Был у него — кажется, во втором классе — один враг; во врагах, впрочем, у него никогда не было недостатка, и Вальдемар был просто злейшим его врагом. Вот этого-то врага Роберту и удалось нейтрализовать благодаря арифметике, по крайней мере на некоторое время. В один прекрасный день Вальдемар отколотил Роберта и с тех пор избивал его регулярно, как только кончались занятия. Причин к тому, собственно, не было никаких, и потому Роберт не мог придумать ничего лучшего, как защищаться, пока хватало сил, плохо ли, хорошо ли, работая кулаками, глотая кровь и слезы. Но победа всегда оставалась за Вальдемаром, и Вальдемар стал являться Роберту в ночных кошмарах.
И вдруг пришло неожиданное избавление. Оно исходило от учительницы, фрейлейн Бомеслейн. Три раза в неделю фрейлейн Бомеслейн занималась с ними на последнем уроке арифметикой. Однажды в среду она ввела новый метод: за пятнадцать минут до конца урока она объявила, что сейчас задаст длинный пример со сложением, вычитанием, умножением и делением; каждый будет считать в уме, а кто первый решит, подойдет к ней и скажет ответ на ухо — если он правильный, можно уходить, только тихо и быстро.
Роберт никогда не проявлял особого усердия к арифметике, он был одним из средних, а на этот раз и вовсе считал кое-как, потому что предвкушал удары Вальдемара. Но, увидев, как Эльзхен Пиль, едва кончился длинный пример, подхватила свой ранец и с торжествующим видом выскользнула из класса, он вдруг прозрел. Вечером и на следующий день его сестрам пришлось задавать ему бесконечные устные примеры, и, когда он отвечал, в его голосе звучал не только страх, но и надежда. В пятницу он ушел с урока фрейлейн Бомеслейн раньше многих других.
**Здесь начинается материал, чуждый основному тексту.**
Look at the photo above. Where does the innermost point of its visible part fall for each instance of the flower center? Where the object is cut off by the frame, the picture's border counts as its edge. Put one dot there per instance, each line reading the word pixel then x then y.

В дни, когда не было арифметики, Вальдемар колотил Роберта сильнее, чем прежде, но он и сам чувствовал, что в его системе образовалась брешь. Он складывал и вычитал теперь на последнем уроке со всей страстью преследователя, в то время как Роберт умножал и делил с лихорадочностью загнанного зверя. Все остальные ребята в классе считали с новым подъемом — ведь их ожидала награда: захватывающее зрелище, от которого жаль было отказаться. А фрейлейн Бомеслейн с восторгом рассказывала коллегам о преимуществах новой методики и однажды даже вступила в негромкий, но решительный диспут с самим директором, пришедшим на ее урок и усомнившимся в педагогичности такого педагогического приема, который, по его выражению, приводит к высоким показателям учебы, суля скорейшее избавление от нее.
На самом деле, как вскоре заметил Роберт, он ничего не выиграл. Правда, тяжелые кулаки Вальдемара не так часто, как раньше, гуляли по его спине, но ломать голову над решением сложных цифровых загадок, которые с приветливой улыбкой, ничего не подозревая, предлагала их вниманию фрейлейн Бомеслейн, было едва ли не большей мукой.
Роберта не радовала победа, и он прибегнул к средству, воспоминание о котором и тридцать лет спустя заставляло его краснеть от стыда. Он стал задабривать своего врага. Он приносил ему жертвы, откупался оловянными солдатиками, мячиками и лимонадом. И Вальдемар повел себя как прирожденный владыка. Он принимал дары, ничего не обещая. Но оставлял своему рабу надежду. Он избивал его теперь не регулярно, а только так, время от времени, без всякого расписания, как бог на душу положит, хотя и чувствовалось, что до бога долетает фимиам жертвоприношений. Он принимал дары, но делал вид, что неподкупен. В конце концов он оставил в покое тело Роберта, но, увы, не его душу. Он терзал его угрозами телесных мук. И если до сих пор он находил удовольствие в публичной пытке, то теперь его прельщало тайное издевательство. После нескольких дней, а иногда и недель сомнительного мира он говорил Роберту без свидетелей и как бы невзначай, что завтра, пожалуй, пора. Для Роберта наступали часы мучительных раздумий — он рассматривал свои скудные богатства и определял их ценность с точки зрения врага. Враг стал разборчив: теннисный мячик уже не склонял его к миролюбию, пирожное «наполеон»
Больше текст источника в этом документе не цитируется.